| WASHINGTON, April 16
WASHINGTON, April 16 Republican Senator Richard
Shelby introduced legislation on Tuesday that would force
regulators to study the economic impact before finalizing new
rules requiring lenders to hold more equity.
It is unclear how much bipartisan support Shelby will be
able to muster for the legislation, which could slow the
adoption of Basel III bank capital rules.
Shelby, a member of the influential Senate Banking
Committee, has argued that tighter capital rules could prove
damaging to the still tenuous economic recovery.
"Congress needs a detailed analysis of current and new
capital rules to ensure that taxpayers are protected without
unduly impeding bank lending or economic growth," Shelby said in
a statement on Tuesday.
A group of bank regulators - the Federal Reserve, the Office
of the Comptroller of the Currency and the Federal Deposit
Insurance Corporation - have each proposed rules to implement
the global Basel III capital accord in America.

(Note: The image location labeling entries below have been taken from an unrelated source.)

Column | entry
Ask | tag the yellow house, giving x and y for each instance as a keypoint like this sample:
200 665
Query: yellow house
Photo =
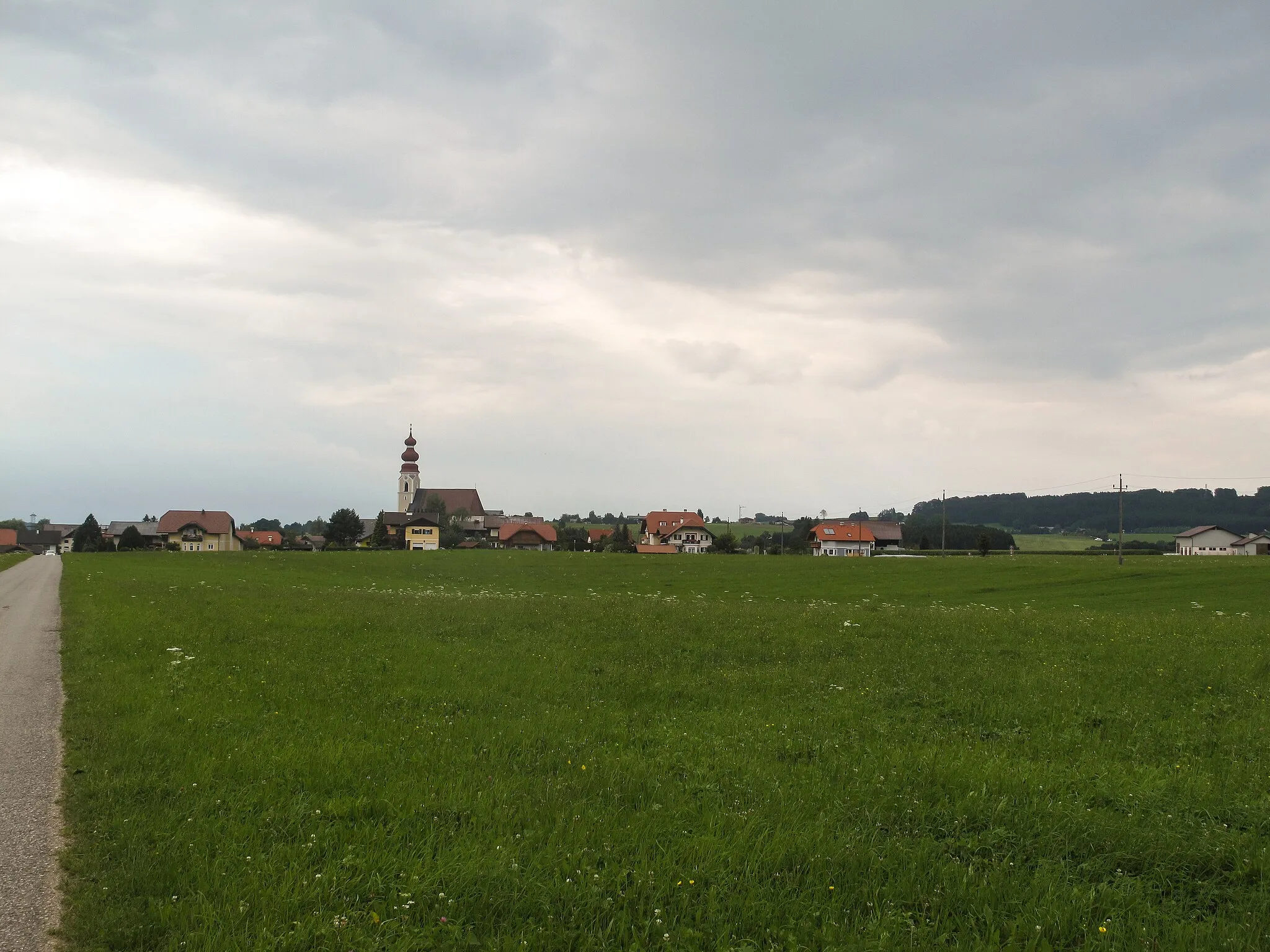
200 531
422 534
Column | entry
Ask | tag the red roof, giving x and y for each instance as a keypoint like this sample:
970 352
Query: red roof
842 531
545 530
266 537
213 521
665 523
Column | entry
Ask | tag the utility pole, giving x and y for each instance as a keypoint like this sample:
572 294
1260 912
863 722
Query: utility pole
944 526
1119 545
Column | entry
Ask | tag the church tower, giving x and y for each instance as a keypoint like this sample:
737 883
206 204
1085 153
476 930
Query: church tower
408 482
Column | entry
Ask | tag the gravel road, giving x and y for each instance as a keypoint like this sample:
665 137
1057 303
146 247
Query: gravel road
31 753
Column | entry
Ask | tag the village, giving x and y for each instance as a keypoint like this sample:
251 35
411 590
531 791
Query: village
427 519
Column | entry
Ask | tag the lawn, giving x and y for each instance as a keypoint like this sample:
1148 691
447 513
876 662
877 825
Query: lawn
579 752
11 559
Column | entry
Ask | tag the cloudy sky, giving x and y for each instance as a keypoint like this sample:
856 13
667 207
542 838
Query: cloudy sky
629 255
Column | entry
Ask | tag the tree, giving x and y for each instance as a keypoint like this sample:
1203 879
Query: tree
724 545
571 539
380 534
131 540
345 527
621 540
88 536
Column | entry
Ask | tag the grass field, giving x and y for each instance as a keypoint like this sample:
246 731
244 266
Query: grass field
11 559
543 751
1070 544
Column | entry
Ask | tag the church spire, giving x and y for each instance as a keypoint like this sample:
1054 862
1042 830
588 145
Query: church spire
408 480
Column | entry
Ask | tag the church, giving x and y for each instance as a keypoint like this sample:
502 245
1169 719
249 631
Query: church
419 509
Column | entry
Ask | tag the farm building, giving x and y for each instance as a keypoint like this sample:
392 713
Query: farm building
1253 545
842 537
263 537
200 531
685 531
527 535
1206 540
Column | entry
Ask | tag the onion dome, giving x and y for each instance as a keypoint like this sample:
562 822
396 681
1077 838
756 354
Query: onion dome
409 457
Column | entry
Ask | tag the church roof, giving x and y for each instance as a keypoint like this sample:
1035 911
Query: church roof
455 499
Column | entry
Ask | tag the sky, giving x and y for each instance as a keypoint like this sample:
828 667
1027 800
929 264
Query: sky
739 257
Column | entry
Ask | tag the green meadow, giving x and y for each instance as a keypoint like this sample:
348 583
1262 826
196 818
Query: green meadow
11 559
1078 544
600 752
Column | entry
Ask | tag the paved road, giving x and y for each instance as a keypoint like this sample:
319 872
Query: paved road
31 752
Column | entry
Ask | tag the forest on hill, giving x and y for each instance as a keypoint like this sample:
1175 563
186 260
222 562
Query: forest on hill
1145 511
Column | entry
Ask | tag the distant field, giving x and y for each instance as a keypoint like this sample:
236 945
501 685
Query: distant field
1066 544
11 559
584 752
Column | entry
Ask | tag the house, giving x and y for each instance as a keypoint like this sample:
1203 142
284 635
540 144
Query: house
262 537
1206 540
149 532
842 537
200 531
66 531
539 536
686 531
1253 545
40 541
422 534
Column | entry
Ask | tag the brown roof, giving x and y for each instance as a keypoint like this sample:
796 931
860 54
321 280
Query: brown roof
664 523
213 521
266 537
886 531
842 531
455 499
544 530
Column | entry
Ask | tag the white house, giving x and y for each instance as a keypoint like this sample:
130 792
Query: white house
842 537
1206 540
686 531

Basel III forces banks to raise more shareholder capital to
fund their business, but it is under attack both from people who
think it is not enough to make the banks safe, as well as from
those who think it is too onerous.
Shelby said the proposed rules did not explain that Basel
III was calibrated appropriately for U.S. institutions and also
failed to explain what the impact on the U.S. banking system and
the overall economy was.
Some regulators have also been urging a rethink, with the
FDIC's Thomas Hoenig saying the rules should be ditched in favor
of a simpler approach, while Bank of England director Andrew
Haldane has said the rules are too complex.

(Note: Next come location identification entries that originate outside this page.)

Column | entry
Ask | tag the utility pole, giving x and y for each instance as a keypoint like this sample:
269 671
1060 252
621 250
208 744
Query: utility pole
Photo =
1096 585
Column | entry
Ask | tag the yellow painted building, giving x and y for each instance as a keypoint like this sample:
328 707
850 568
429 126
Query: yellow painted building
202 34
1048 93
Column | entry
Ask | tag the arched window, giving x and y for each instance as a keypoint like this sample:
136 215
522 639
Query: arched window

Others, such as Benjamin Lawsky, head of the New York State
Department of Financial Services, want to spare community banks
from the most complex parts of the new rules.

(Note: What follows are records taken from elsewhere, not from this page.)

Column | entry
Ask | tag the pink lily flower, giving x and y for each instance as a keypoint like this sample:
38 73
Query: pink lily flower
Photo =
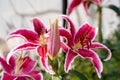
81 44
19 69
75 3
47 43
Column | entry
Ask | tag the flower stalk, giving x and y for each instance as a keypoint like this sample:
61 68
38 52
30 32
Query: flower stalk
100 36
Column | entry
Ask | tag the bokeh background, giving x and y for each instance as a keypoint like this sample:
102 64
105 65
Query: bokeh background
15 14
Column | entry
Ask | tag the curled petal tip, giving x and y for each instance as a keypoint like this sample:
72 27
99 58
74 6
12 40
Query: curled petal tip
109 56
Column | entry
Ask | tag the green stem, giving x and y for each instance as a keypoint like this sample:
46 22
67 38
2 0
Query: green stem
100 36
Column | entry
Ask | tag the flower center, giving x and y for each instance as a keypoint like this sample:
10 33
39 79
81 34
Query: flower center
77 46
19 64
43 40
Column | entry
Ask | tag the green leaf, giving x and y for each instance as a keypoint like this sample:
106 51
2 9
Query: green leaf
115 9
78 74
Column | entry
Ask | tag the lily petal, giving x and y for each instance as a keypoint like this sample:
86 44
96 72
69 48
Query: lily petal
7 68
64 47
96 1
7 76
93 57
85 33
96 45
36 75
26 46
85 4
69 59
28 61
26 34
64 33
54 42
73 4
39 26
72 26
21 78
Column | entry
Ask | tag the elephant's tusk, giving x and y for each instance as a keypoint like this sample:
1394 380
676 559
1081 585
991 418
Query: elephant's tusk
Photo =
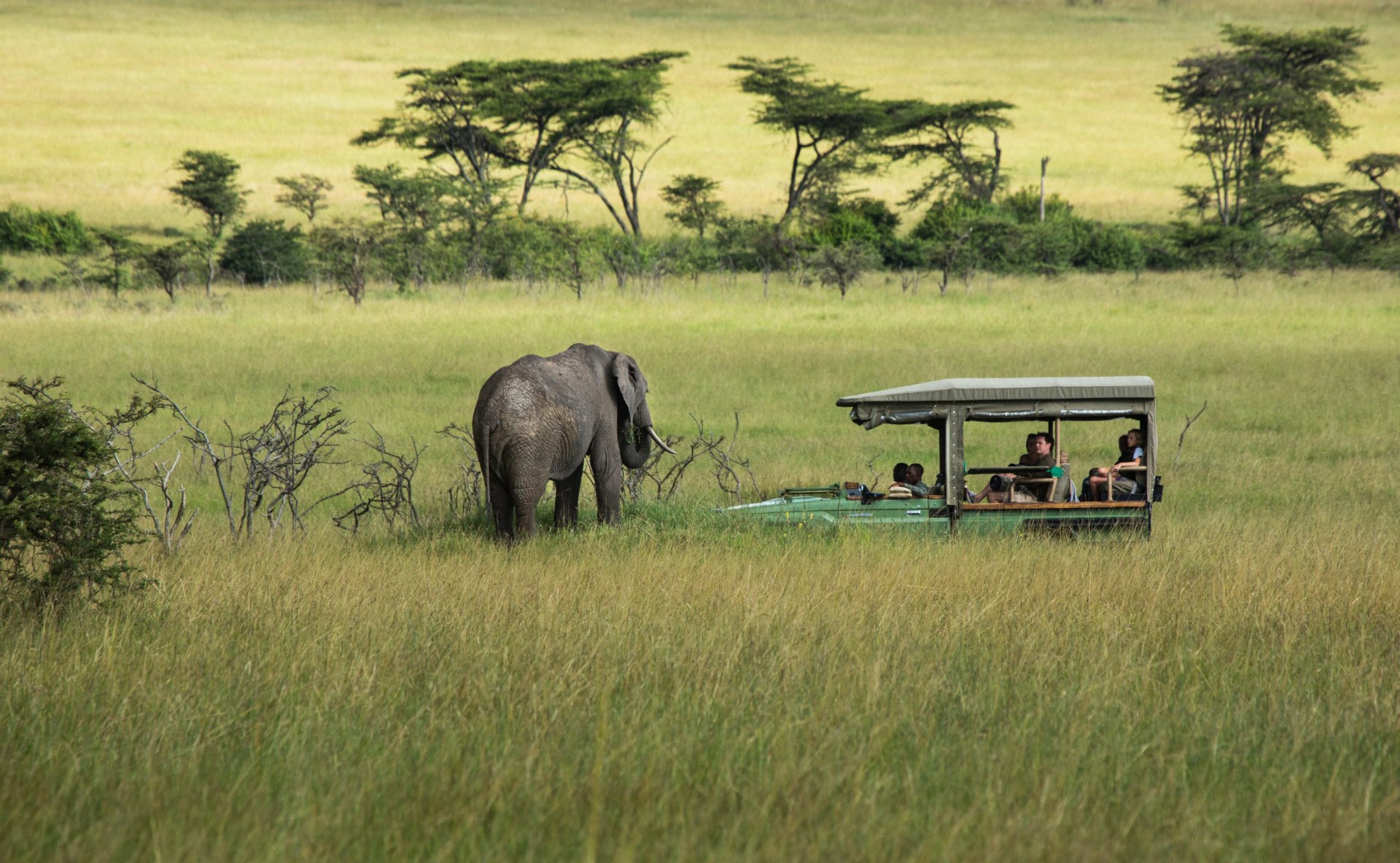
660 442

Senators David Vitter, a Louisiana Republican, and Sherrod
Brown, an Ohio Democrat, are working on legislation that would
toss out Basel III and force the largest banks to hold up to
five times more capital.
Europe reached a deal on Basel III only last month and the
rules will not come into effect until January 2014, a year late.
Federal Reserve governor Daniel Tarullo has said the U.S. rules
will be fine-tuned rules later this year.